3.3.2. Encapsulation in Microcapsules

Alginate-β-lactoglobulin microcapsules were obtained by using transglutaminase (Figure 3, Table 1). According to this procedure, β-lactoglobulin-alginate hydrogel with particle size in the range of 5 μm were produced at pH 4.5 using diluted polymer solution and transglutaminase as a crosslinking agent in place of Ca2+ to encapsulate black pepper (Piper nigrum) essential oil [62]. The black pepper essential oil contains different terpenes, among which the prevalent are β-caryophyllene, limonene, sabinene, β-pinene, and α-pinene. For encapsulation, a primary emulsion was formed with black pepper essential oil and β-lactoglobulin, then alginate was added, and the pH was adjusted to 4.5. Transglutaminase solution was added to induce crosslinking. Encapsulation efficiency of 80% was observed when β-lactoglobulin:alginate ratio was 17:1 and core:wall ratio was 2:1. FT-IR analysis revealed that the black pepper essential oil modified the tertiary structure of β-lactoglobulin, resulting from rearrangement of hydrophobic interactions, hydrogen, and ionic bonds. The microcapsule released about 30% of the encapsulated compounds under oral conditions while no release was observed under gastric conditions and up to 100% of the encapsulated compounds were released in the intestine, contributing 31% bioaccessibility for the essential oil [62]. Similar results were observed using lactoferrin in place of β-lactoglobulin [63].

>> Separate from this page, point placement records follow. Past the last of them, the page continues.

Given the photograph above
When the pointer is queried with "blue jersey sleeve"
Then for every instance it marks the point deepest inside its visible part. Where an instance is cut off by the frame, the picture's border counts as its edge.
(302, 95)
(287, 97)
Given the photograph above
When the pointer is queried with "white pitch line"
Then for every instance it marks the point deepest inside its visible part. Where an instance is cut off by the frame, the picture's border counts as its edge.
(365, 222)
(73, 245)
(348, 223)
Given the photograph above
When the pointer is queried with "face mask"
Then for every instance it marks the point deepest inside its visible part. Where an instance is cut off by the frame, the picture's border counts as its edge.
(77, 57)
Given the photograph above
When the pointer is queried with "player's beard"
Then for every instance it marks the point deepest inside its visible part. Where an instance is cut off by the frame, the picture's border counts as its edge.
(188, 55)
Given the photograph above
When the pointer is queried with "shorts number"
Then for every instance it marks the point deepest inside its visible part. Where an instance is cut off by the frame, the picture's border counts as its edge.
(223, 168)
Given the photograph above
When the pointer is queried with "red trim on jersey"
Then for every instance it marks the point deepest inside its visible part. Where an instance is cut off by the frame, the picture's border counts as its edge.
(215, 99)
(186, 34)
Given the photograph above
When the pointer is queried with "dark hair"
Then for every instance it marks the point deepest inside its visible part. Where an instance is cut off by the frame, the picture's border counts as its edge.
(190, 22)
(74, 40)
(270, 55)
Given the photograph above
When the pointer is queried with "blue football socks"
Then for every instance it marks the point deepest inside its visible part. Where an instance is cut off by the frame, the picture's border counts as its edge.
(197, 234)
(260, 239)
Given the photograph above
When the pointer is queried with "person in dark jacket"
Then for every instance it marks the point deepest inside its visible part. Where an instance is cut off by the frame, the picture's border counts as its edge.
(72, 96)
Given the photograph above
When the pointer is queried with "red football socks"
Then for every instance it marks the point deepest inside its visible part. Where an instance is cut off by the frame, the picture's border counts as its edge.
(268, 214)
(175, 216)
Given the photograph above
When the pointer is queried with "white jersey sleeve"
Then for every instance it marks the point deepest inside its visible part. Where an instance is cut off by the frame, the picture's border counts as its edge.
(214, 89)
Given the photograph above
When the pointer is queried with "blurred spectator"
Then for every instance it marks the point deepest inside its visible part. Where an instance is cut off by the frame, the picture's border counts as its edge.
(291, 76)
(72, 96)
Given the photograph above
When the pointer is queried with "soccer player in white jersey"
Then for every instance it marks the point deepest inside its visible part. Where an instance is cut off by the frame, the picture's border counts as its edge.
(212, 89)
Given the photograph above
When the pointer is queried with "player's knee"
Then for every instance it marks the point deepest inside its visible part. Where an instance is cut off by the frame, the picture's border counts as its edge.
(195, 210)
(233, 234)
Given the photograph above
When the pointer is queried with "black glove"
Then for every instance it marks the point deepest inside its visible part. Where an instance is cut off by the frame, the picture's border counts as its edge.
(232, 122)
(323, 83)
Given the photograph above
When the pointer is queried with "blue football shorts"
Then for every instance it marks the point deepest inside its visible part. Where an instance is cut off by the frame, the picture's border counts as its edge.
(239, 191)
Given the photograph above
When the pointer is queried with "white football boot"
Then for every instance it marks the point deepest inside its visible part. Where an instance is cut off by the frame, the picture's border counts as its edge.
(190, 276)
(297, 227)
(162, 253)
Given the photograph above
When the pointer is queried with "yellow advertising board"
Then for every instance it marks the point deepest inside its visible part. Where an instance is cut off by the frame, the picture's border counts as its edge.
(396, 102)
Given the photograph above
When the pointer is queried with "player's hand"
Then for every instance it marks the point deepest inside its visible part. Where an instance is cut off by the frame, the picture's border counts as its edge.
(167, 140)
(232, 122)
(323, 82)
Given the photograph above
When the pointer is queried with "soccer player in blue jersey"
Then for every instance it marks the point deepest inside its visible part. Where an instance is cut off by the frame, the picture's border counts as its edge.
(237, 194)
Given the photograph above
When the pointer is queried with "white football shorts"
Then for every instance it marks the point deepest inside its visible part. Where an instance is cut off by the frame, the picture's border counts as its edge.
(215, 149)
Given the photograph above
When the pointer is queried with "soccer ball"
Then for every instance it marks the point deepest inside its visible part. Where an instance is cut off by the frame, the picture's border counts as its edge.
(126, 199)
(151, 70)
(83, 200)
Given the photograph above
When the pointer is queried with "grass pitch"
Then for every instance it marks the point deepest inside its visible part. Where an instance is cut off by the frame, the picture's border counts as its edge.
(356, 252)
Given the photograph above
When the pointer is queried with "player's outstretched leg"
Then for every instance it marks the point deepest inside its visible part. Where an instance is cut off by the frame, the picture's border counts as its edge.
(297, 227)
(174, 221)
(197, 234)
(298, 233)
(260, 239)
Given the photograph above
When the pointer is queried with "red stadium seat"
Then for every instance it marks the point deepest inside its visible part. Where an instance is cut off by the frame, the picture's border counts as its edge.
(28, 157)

Antioxidants 12 01192 g003 550
Figure 3. Steps to encapsulate lipophilic antioxidants into alginate-whey protein beads and microcapsules. The procedures were applied to α-tocopherol and resveratrol [58], lycopene [14], black pepper essential oil [62], and curcumin [64]. AA, amphiphilic antioxidants; ALG, alginate; β-LG, β-lactoglobulin; LA, lipophilic antioxidants; TG, transglutaminase; WPI, whey protein isolate. The concentrations of polymers and antioxidants are indicated in Table 1.
Figure 3. Steps to encapsulate lipophilic antioxidants into alginate-whey protein beads and microcapsules. The procedures were applied to α-tocopherol and resveratrol [58], lycopene [14], black pepper essential oil [62], and curcumin [64]. AA, amphiphilic antioxidants; ALG, alginate; β-LG, β-lactoglobulin; LA, lipophilic antioxidants; TG, transglutaminase; WPI, whey protein isolate. The concentrations of polymers and antioxidants are indicated in Table 1.

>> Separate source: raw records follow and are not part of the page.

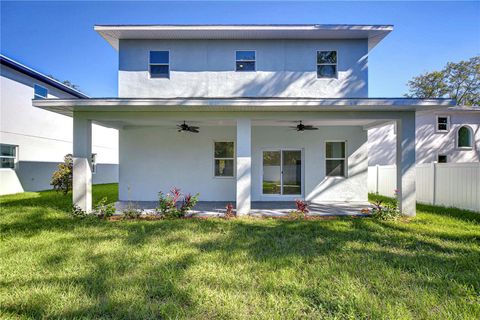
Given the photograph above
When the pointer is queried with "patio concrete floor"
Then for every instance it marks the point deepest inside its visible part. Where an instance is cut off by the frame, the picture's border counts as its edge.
(263, 208)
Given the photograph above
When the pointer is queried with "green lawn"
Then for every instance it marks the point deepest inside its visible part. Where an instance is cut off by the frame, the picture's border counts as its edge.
(53, 266)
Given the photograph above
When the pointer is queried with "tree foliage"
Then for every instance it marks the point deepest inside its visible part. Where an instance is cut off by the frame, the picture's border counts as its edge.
(63, 177)
(459, 81)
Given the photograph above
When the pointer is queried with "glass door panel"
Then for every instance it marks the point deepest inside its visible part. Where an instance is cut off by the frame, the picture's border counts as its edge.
(292, 172)
(271, 183)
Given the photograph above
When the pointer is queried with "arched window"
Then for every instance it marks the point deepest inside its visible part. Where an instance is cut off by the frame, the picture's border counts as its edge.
(464, 137)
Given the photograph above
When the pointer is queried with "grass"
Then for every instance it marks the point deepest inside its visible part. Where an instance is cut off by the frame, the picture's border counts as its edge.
(53, 266)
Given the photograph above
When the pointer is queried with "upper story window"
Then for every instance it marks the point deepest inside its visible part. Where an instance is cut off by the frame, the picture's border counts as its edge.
(40, 92)
(326, 64)
(8, 156)
(465, 137)
(442, 158)
(245, 61)
(159, 64)
(443, 123)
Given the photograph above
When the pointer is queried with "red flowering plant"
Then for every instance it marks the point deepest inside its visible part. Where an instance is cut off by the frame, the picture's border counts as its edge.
(229, 211)
(167, 203)
(302, 209)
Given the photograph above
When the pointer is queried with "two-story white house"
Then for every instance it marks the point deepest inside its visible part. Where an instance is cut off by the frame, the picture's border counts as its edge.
(33, 141)
(244, 113)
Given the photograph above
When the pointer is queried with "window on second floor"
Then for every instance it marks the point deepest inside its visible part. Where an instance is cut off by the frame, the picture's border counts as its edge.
(245, 61)
(442, 158)
(465, 137)
(159, 64)
(326, 64)
(39, 92)
(443, 123)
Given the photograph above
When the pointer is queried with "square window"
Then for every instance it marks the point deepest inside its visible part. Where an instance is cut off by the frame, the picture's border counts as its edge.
(224, 168)
(224, 158)
(159, 64)
(335, 160)
(245, 60)
(443, 123)
(326, 64)
(335, 168)
(8, 156)
(326, 57)
(442, 158)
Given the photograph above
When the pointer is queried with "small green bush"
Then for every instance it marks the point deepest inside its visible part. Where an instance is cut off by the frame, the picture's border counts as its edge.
(130, 212)
(103, 209)
(62, 178)
(385, 212)
(77, 212)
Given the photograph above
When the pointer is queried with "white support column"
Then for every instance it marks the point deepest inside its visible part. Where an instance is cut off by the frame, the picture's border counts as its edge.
(406, 163)
(244, 165)
(82, 153)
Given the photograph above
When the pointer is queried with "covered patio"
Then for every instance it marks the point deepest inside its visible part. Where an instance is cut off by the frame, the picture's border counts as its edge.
(155, 157)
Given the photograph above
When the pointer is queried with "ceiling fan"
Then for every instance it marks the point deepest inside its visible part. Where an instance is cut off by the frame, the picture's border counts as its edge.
(185, 127)
(302, 127)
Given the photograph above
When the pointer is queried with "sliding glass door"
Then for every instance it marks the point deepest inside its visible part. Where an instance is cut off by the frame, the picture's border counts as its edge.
(282, 172)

Antioxidants 12 01192 g003
Further studies evidenced that in the presence of 0.5% alginate, the gastric digestion of crosslinked WPI simulated in vitro is effectively reduced from 29% to 8%. The protection by alginate towards protein digestion was attributed to the charge interactions between polymers. Notably, digestion was also slowed in the intestinal phase even though the alginate protein particles were dissociating due to the pH of 7.0 of the SIF [65]. In another approach aimed at obtaining microcapsules to encapsulate curcumin, a carrier oil was used to dissolve curcumin and then added with WPI and alginate [64]. The particle size ranged between 0.487 and 2.251 µm, depending on alginate concentration. The addition of alginate did not affect the encapsulation efficiency, which was about 95%. When adding alginate, ζ-potential values of the microcapsules became more negative, and this is probably the reason for higher physical stability. On the other hand, with increasing alginate concentration from 0 to 1.5%, the bioaccessibility of curcumin decreased from 70% to 30% [64].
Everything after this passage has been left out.